With Foundry I want to make LSP management much easier than it currently is in Builder.

We have the foundry lsp run python3 command where python3 can be replaced with any language for which there is an installed LSP plugin. This will start an LSP using all the abstractions (including cross-container execution) and provide it via stdin/stdout.

But what happens when you have a half-dozen language servers for Python with new ones added every week? There is a simple builtin tool now.

Keep in mind the language identifiers should match GtkSourceView language identifiers.

# Make clangd the preferred LSP for C
foundry lsp prefer clangd c

# Make sourcekit-lsp preferred LSP for C++
foundry lsp prefer sourcekit-lsp cpp

# Make ruff the preferred LSP for Python3
foundry lsp prefer ruff python3

If there is a clear LSP that your project should be using by all contributors, add --project and it will update the value in the projects settings.

Filtering Containers in Ptyxis

Some people seem to have an outrageous number of containers on their system. That can create pretty bad performance with Ptyxis when it is using a GtkPopoverMenu to show you the container list.

Nightly will now use a custom popover backed by GtkListView which should help with that. Additionally, you can filter them now easily. To bring up the menu, alt+, can be used.

A screenshot of Ptyxis showing the popover menu for terminals including containers and profiles. You can filter them by typing into a search entry.

Qemu in Foundry

Now that libfoundry use has proliferated I need to get all the core abstractions in place for the proverbial 1.0.

There is already a device manager and provider abstraction in libfoundry with the typical back-ends. There are providers for the local system (so native architecture) and deviced which connects to a device on the local network.

Builder supports cross-architecture building and running even when you do not have a cross-toolchain available. So this must be added to Foundry too. The mechanics are handled by qemu-user-static and binfmt when properly packaged on your distribution. Fedora manages to have this setup correctly if you dnf install qemu-user-static.

Practically speaking, that means if you install a Flatpak SDK for another architecture you can use it to build/run your application (at a performance penalty). Qemu-user-static uses a combination of syscall-translation and instruction-translation which can have significant overhead, but it does work.

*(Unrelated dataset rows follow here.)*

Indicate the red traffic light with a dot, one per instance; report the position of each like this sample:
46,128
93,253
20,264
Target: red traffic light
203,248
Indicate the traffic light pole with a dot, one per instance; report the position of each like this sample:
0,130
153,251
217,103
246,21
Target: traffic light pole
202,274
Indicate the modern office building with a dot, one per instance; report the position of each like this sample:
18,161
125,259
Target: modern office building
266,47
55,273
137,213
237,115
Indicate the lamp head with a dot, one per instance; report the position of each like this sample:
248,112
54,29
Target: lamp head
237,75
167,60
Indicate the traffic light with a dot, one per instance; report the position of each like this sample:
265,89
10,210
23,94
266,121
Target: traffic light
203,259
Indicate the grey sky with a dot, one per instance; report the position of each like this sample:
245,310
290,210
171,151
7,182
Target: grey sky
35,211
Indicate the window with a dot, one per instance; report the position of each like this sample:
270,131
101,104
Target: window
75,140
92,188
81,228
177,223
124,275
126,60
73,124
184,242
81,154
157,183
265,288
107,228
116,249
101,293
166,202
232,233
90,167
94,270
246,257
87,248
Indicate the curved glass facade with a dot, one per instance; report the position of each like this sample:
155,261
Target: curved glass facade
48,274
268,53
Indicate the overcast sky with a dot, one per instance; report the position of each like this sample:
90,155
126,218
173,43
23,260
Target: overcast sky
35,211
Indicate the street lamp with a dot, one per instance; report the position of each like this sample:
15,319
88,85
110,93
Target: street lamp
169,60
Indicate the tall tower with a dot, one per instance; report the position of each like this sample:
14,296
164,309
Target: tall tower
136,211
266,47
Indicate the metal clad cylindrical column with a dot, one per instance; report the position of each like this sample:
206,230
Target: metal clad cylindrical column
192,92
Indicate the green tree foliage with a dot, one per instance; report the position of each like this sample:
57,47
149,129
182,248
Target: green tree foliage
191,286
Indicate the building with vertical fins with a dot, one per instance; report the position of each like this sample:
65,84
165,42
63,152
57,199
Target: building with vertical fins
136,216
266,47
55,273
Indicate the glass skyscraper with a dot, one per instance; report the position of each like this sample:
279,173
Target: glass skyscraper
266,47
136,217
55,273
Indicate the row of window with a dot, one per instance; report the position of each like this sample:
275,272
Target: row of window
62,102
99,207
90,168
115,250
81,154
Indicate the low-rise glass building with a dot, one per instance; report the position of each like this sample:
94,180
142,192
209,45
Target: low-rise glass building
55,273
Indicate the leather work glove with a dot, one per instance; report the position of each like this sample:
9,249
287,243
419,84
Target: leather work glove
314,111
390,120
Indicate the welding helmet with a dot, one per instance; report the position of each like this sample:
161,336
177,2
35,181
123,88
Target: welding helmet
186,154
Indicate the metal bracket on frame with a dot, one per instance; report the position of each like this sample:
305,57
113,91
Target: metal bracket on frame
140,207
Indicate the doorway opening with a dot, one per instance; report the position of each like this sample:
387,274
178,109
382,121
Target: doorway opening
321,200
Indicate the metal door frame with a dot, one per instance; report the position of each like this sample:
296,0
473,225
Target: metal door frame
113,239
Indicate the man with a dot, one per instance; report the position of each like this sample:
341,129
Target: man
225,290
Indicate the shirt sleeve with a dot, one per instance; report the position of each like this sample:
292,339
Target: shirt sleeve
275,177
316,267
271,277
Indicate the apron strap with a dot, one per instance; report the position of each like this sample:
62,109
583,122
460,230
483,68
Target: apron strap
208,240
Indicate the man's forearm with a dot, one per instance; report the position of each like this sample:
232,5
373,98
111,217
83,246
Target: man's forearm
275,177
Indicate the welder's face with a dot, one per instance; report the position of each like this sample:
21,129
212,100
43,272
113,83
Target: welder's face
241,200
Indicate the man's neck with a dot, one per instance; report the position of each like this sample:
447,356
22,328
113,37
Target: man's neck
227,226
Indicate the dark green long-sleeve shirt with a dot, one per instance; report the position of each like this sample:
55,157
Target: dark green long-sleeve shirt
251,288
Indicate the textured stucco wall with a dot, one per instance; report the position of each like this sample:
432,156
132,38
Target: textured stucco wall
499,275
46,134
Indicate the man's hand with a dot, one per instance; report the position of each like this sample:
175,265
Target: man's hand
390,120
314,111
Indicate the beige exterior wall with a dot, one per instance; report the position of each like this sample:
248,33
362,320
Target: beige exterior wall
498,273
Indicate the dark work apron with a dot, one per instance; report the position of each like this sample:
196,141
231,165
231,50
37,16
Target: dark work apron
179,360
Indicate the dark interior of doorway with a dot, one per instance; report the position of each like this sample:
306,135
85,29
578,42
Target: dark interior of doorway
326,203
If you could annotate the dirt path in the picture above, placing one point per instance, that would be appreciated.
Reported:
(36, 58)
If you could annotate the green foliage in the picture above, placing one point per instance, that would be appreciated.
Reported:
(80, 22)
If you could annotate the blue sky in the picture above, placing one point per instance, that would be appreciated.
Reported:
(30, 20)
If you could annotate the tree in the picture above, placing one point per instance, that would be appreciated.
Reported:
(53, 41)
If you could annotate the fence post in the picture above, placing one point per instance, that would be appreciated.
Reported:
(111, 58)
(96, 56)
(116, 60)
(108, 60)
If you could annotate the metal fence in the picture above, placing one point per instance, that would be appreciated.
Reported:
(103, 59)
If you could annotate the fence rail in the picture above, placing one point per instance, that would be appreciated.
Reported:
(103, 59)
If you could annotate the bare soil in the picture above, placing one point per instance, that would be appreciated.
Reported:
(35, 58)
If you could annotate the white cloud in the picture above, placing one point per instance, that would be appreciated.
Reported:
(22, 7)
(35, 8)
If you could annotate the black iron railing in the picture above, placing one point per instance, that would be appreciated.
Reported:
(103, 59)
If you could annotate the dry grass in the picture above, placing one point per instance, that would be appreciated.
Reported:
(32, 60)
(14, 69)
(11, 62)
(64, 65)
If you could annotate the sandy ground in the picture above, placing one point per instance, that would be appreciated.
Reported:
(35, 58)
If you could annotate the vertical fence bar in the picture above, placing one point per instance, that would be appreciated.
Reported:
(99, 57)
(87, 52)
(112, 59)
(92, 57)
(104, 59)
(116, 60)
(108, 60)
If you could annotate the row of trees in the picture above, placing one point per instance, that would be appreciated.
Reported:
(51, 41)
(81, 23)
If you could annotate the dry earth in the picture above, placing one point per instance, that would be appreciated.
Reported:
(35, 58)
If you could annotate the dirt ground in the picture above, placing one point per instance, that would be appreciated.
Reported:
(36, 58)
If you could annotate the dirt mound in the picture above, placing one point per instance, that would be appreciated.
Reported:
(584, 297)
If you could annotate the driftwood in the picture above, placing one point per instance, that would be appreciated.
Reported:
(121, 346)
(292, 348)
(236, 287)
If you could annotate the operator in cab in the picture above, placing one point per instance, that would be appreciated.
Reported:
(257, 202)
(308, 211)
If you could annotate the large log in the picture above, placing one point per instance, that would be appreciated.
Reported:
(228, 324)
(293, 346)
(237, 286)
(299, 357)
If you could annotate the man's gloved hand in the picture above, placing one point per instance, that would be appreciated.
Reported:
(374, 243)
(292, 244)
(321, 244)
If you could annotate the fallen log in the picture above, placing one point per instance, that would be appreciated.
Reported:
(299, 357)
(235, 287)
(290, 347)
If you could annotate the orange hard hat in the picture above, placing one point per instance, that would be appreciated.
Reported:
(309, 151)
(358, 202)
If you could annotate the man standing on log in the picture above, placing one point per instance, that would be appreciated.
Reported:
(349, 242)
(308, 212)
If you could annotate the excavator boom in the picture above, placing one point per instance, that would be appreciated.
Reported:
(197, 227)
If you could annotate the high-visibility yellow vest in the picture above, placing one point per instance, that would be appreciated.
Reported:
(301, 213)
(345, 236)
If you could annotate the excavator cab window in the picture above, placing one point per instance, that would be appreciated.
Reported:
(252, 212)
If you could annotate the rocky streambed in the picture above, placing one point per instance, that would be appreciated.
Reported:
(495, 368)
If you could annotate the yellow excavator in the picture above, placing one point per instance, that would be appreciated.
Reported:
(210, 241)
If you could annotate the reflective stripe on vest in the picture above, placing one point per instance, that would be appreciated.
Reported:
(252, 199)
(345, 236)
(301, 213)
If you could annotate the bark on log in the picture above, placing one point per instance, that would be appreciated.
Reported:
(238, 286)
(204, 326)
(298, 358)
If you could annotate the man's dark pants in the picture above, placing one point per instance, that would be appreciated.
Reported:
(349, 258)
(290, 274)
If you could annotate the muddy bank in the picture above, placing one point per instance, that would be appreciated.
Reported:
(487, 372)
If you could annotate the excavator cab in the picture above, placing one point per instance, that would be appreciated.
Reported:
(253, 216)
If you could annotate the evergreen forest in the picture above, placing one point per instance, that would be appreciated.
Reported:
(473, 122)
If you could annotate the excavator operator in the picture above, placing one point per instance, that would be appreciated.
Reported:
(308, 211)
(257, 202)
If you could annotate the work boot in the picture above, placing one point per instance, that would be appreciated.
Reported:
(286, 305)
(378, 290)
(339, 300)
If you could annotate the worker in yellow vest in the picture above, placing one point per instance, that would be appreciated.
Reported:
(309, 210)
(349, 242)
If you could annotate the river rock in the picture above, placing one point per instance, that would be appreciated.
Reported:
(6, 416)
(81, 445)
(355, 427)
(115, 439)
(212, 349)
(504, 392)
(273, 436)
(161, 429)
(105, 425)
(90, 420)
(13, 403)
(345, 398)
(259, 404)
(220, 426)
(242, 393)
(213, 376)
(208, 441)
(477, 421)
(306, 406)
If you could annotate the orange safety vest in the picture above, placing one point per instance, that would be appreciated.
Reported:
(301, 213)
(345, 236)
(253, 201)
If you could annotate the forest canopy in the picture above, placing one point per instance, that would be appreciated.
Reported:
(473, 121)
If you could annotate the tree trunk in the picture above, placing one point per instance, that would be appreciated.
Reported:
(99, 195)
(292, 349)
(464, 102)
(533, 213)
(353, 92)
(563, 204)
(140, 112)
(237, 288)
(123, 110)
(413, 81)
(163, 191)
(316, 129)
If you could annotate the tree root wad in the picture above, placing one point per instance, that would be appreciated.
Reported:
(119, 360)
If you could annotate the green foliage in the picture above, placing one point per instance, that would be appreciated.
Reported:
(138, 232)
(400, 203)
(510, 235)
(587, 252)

You can use Foundry now to do this rather easily.

$ cd project/
$ foundry enter
$ foundry device list
ID            Active  Name                             Chassis      System
qemu:riscv64  No      My Computer (riscv64 Emulation)  workstation  riscv64          
qemu:x86_64   No      My Computer (x64_64 Emulation)   workstation  x86_64           
native        Yes     My Computer                      workstation  aarch64-linux-gnu
$ foundry device switch qemu:x86_64
$ foundry run
...

Since I’m running on an aarch64 laptop right now, qemu:x86_64 device emulation is available.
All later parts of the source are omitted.